Finding out if a query sequence is present in a read library / bam file (blast against these?)
1
0
Entering edit mode
20 months ago
chronotope ▴ 10

Hi everyone! I have a 16S amplicon dataset (a set of R1/R2 reads), and a mapped .bam file that I am guessing is those reads mapped (but what they are mapped against I am a bit confused about). I would like to know if I could somehow "blast" a query sequence against these reads (or the mapped file?) to see if that sequence - or a sequence sufficiently similar to it - is present, in other words, I would like to see if a target organism's 16S is present in the dataset. What are your ways to go about this? Sounded like a simple thing to do, but I am having hard times with google. If you could suggest some ways to go about my question, I would highly appreciate. Ideally bash or R :)

Cheers a

reads amplicon blast mapped sequence • 1.5k views
ADD COMMENT
1
Entering edit mode
20 months ago

I wrote FastqSW http://lindenb.github.io/jvarkit/FastqSW.html to search for sequences in a fastq file,( mostly for fun / not fully tested)
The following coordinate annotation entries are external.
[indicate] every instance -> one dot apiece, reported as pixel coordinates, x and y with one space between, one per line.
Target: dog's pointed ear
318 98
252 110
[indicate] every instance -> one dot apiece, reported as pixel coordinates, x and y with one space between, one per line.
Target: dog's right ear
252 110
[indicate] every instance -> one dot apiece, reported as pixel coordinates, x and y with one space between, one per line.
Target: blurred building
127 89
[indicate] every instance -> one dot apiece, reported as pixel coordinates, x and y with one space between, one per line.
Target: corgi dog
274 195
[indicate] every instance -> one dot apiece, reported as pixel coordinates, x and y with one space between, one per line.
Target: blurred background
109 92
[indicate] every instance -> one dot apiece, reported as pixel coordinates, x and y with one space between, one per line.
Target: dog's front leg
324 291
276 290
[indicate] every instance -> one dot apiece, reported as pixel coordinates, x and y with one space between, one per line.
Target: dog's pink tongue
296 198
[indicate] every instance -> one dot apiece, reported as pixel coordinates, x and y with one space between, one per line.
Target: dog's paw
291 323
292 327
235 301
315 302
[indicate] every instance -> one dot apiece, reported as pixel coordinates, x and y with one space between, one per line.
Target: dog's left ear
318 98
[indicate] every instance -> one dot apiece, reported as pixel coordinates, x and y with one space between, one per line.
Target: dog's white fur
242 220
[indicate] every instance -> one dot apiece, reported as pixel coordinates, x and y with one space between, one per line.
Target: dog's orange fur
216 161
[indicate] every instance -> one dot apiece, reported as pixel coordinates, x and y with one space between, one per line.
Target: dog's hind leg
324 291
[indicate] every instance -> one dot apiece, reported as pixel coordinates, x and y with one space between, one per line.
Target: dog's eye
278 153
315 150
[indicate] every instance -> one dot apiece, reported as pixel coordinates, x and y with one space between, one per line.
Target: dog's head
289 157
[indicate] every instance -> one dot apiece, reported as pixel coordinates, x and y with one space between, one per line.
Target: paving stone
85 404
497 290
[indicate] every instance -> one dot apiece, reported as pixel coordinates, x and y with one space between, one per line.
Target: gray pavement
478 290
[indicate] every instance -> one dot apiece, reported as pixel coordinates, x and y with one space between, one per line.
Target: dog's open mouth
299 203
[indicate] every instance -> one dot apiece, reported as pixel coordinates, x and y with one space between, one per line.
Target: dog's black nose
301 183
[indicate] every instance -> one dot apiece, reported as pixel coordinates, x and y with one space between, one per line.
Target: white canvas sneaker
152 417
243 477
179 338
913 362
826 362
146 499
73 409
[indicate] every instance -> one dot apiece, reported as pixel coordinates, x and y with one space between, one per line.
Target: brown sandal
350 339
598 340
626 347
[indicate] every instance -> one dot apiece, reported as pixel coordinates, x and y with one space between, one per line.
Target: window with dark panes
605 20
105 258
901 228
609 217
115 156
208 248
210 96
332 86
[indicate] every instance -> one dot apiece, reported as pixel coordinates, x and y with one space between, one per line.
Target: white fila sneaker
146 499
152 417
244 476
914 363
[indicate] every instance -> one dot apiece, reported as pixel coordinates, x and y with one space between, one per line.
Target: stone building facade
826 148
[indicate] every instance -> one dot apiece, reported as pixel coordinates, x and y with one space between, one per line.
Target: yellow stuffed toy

$ java -jar dist/fastqsw.jar -s 'TCGTGACCTCTCAGGTTAGACCTACAAAATCTTCGATCAAT' \
    --min-identity 0.9 --save-align jeter.txt --min-length 40 --pair-logical OR \
    src/test/resources/S1.R1.fq.gz src/test/resources/S1.R2.fq.gz


(...)

@RF11_137_644_0:0:0_2:0:0_23/1
GCTCCCTCGTGACCTCTCAGGTTAGACCTACAAATCTTCGATCAATAGCATTGCGACTTGTTTCATTCTC
+
2222222222222222222222222222222222222222222222222222222222222222222222
@RF11_137_644_0:0:0_2:0:0_23/2
GTACATTTCACCAGATGCAGAAGCATTCAGTAAATACATGCTGTCAAAGTCTCCAGAAGATATTGGACCA
+
2222222222222222222222222222222222222222222222222222222222222222222222

$ tail -6 jeter.txt 
#RF11_137_644_0:0:0_2:0:0_23/1 distance:0.46 score:189.0 similarity:0.54 length:41 identicals:40 similars:40 identity:0.975609756097561
    1                                      41
  7 TCGTGACCTCTCAGGTTAGACCTAC-AAATCTTCGATCAAT 46
    ||||||||||||||||||||||||| |||||||||||||||
  1 TCGTGACCTCTCAGGTTAGACCTACAAAATCTTCGATCAAT 41
ADD COMMENT
0
Entering edit mode

thanks! I will try it out today

ADD REPLY
0
Entering edit mode

Hey! I tried the script, but I am getting this error:

SLF4J: Failed to load class "org.slf4j.impl.StaticLoggerBinder". SLF4J: Defaulting to no-operation (NOP) logger implementation SLF4J: See http://www.slf4j.org/codes.html#StaticLoggerBinder for further details. [WARN][FastqSW]two files for input. Assuming paired-end input [SEVERE][FastqSW]null java.lang.NullPointerException at htsjdk.samtools.util.IOUtil.hasGzipFileExtension(IOUtil.java:778) at htsjdk.samtools.util.IOUtil.openFileForReading(IOUtil.java:694) at htsjdk.samtools.util.IOUtil.openFileForBufferedReading(IOUtil.java:1007) at htsjdk.samtools.util.IOUtil.openFileForBufferedReading(IOUtil.java:1002) at htsjdk.samtools.fastq.FastqReader.<init>(FastqReader.java:77) at htsjdk.samtools.fastq.FastqReader.<init>(FastqReader.java:68) at com.github.lindenb.jvarkit.fastq.FastqPairedReaderFactory.open(FastqPairedReaderFactory.java:75) at com.github.lindenb.jvarkit.fastq.FastqPairedReaderFactory.open(FastqPairedReaderFactory.java:69) at com.github.lindenb.jvarkit.fastq.FastqPairedReaderFactory.open(FastqPairedReaderFactory.java:62) at com.github.lindenb.jvarkit.jcommander.FastqLauncher.doWork(FastqLauncher.java:88) at com.github.lindenb.jvarkit.util.jcommander.Launcher.instanceMain(Launcher.java:796) at com.github.lindenb.jvarkit.util.jcommander.Launcher.instanceMainWithExit(Launcher.java:959) at com.github.lindenb.jvarkit.tools.fastqsw.FastqSW.main(FastqSW.java:307) [INFO][Launcher]fastqsw Exited with failure (-1)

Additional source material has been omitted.